Petitioner next claims that it was subjected to disparate treatment in that other facilities with similar pension plans already in place are reimbursed for the very same costs denied to petitioner. It is true that an agency may not act in such a way as to result in disparate or inconsistent treatment *298of similarly situated parties, and to adopt different standards for similar situations is to act arbitrarily (Matter of Exxon Corp. v Board of Stds. & Appeals, 128 AD2d 289, 296). Here, however, DOH ruled as a matter of policy across-the-board that it would not reimburse parity items. Nevertheless, DOH’s determination was arbitrary and capricious insofar as it applied an unpublished fixed and rigid policy that predetermined petitioner’s application without regard to its merits (see, Matter of Sturman v Ingraham, supra, at 883).

Finally, petitioner’s argument that DOH acted arbitrarily and capriciously by failing to submit its 1981 rate appeal to a labor cost review panel pursuant to 10 NYCRR 86-2.14 (g) is without merit. On its face, this regulation applies only to labor agreements made between April 1, 1978 and December 31, 1978 (10 NYCRR 86-2.14 [g] [1]). Here, the collective bargaining agreement was entered into in 1981 and therefore the regulation does not apply to petitioner’s rate appeals.

Weiss, Yesawich, Jr., and Harvey, JJ., concur.

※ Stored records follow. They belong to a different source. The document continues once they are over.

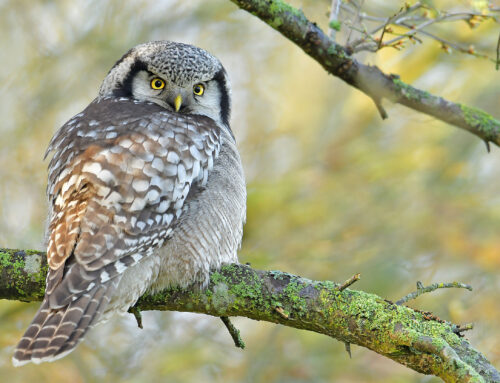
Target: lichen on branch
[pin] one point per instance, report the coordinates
(338, 61)
(356, 317)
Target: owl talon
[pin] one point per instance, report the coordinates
(137, 315)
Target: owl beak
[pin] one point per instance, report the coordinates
(178, 102)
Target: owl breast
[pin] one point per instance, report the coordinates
(206, 236)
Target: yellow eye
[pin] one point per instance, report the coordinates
(157, 83)
(198, 89)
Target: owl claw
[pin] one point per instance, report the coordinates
(137, 315)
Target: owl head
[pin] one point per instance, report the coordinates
(179, 77)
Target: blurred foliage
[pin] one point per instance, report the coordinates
(332, 189)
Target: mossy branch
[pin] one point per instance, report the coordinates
(353, 317)
(338, 61)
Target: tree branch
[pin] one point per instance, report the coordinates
(397, 332)
(337, 60)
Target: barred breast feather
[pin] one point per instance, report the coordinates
(118, 188)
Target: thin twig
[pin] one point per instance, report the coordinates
(234, 332)
(348, 349)
(333, 22)
(498, 52)
(349, 282)
(422, 290)
(137, 315)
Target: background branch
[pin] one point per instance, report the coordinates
(337, 60)
(355, 317)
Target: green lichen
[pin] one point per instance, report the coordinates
(410, 92)
(479, 119)
(281, 7)
(279, 11)
(22, 274)
(335, 24)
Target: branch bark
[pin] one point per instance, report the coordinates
(397, 332)
(338, 61)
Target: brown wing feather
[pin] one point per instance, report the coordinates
(116, 187)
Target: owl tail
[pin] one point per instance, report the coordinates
(54, 333)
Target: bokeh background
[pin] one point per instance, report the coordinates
(332, 189)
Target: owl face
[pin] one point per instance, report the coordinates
(179, 77)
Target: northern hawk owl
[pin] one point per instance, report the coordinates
(145, 189)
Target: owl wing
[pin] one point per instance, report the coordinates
(117, 185)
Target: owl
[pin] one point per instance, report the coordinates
(145, 190)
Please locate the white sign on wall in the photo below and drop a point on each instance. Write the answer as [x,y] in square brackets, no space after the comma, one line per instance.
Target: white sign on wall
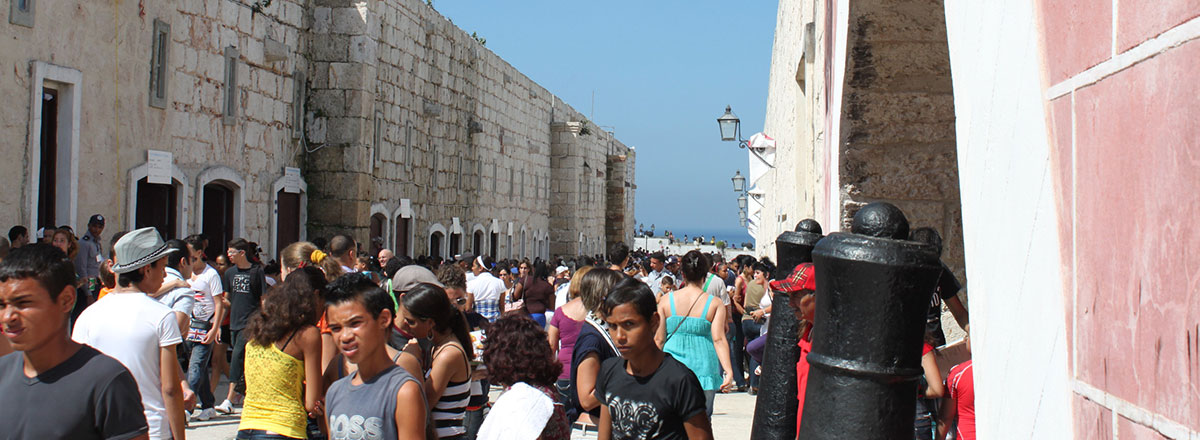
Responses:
[159,164]
[292,180]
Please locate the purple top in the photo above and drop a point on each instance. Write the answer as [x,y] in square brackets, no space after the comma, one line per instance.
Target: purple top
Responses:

Judgment reversed, on the law, without costs, and matter remitted to respondent Commissioner of Health for further proceedings not inconsistent with this court’s decision.

DOH’s methodology for computing a facility’s reimbursement rate consists of using the actual operating costs experienced by the facility in a previous year (the base year) and, if these base year costs meet certain DOH criteria, they are considered allowable. DOH then arrives at a prospective rate by increasing allowable base year costs by a "trend factor” based on general economic indicators to account for inflation between the base year and the ensuing "rate year”. After adding on a capital cost factor, the resulting final figure is the facility’s prospective reimbursement rate.